ソードアート・オンライン11 アリシゼーション・ターニング

内容(「BOOK」データベースより)
キリトが謎のファンタジー世界に入り込み、二年が過ぎた。“北セントリア帝立修剣学院”の“上級修剣士”となったキリトと親友ユージオの二人は、人界最強の秩序執行者“整合騎士”目指し、修行の日々を過ごしていた。“上級修剣士”の二人には、身の周りの世話役があてがわれる。キリトにはロニエ、ユージオにはティーゼ。四人は互いに絆を結び、充実した修士生活を過ごしていた―その時。突然、“悪意”はやってきた。ロニエとティーゼが、下劣な貴族達の罠に嵌められる。それを知ったユージオは彼らに対して剣を抜こうとするも、教会への信仰心で身体が動かない。その時、ユージオの右目を凄まじい激痛が貫き、奇妙なしるしが浮かび上がる。それは、ユージオには読めない神聖文字の羅列だった。―「SYSTEM ALERT」。


 あとがきによるとこの巻のサブタイトルはターニングポイントの意味ということ、分量的にはどうかわからないということだが、半分のイベントが終わったということなのかな、残りの半分に果たしてどれくらいの巻が費やされるのかはわからないが。
 キリト、「正しくない法は法じゃない」という言葉を持ち出して、ウンベールの法の抜け穴を使った道徳的に間違っている行為を非難しているが、法とは関係のない行為にその言葉を持ち出すのは、微妙にずれている感じがしなくもないんだが。

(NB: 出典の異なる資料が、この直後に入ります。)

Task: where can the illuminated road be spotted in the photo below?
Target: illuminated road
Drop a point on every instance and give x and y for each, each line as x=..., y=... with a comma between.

 『人間とは、もともと、善と悪の両方を持つ存在だからだ。/禁忌目録は、人間の悪のほんの一部を押さえ込んでいるに過ぎない。だからライオスとウンベールは、法の粗い網目を軽々とすり抜け、いや、ある意味では法に則って、罪なき少女たちを汚すことができる。』(P127)禁忌目録で大まかな悪事は妨げられるから、法にはすべての悪を防ぐ力があるという信仰を持っているのかねえ?そして不備が見つかっても目録は強制的に防ぐものだから、解釈でどうにか現在の目録のままで正しいと強弁できないし、一旦こうしてすり抜けた不道徳な行為を目の当たりにしたらユージオのように違反行為に出るまで抗いきれるかはともかく、目録は不完全なものだという認識を持たざるをえないよね。
 170ページになってようやく現実世界サイドの話が出てきたが、そちらの世界の話もあることをすっかり視野の外だったから、転章でそちらの話に移ってちょっとビクッとした。そして、『ゲーム初期は、すぐそばを黒衣のソロプレイヤーが歩いていたのだ。』(P171)プログレッシブの設定を反映させてきたかwww、しかし、そうするとどちらが正史となるのだか、まあ、両方の設定が重なっているというのでも別にいいけどさ。
 アリスとユージオ、ようやく邂逅して、とりあえず目標にかなり近づいたといえることもできるが、
 キリト、痛みへの耐性が自分の弱点だと意識しているが克服できずにいる。まあ、仕方ないけど、ヒーローといってもやっぱり時代に縛られるのね。キリトの時代よりもこの世界の剣士たちのほうがずっと高いだろうから。たぶん現実世界においては、キリトのそうした部分はそう気にする程度の弱点(普通の人と比べて痛みに弱いわけ)ではないと思うので、この世界においては(あるいは現実世界で格闘技をするのには)弱点となるということかな。
 『仮想文明シミュレートですらなくなっているのではないだろうか』(P299)といっているが、文明が作られる過程の研究とか、未来のシミュレートとかでも、かなり有用そうじゃない、中の人たちの生命・人生を自らの研究のために弄んでいいのかというような倫理的な面が非常に問題になるだろうが(まあ、それは今更か(笑))。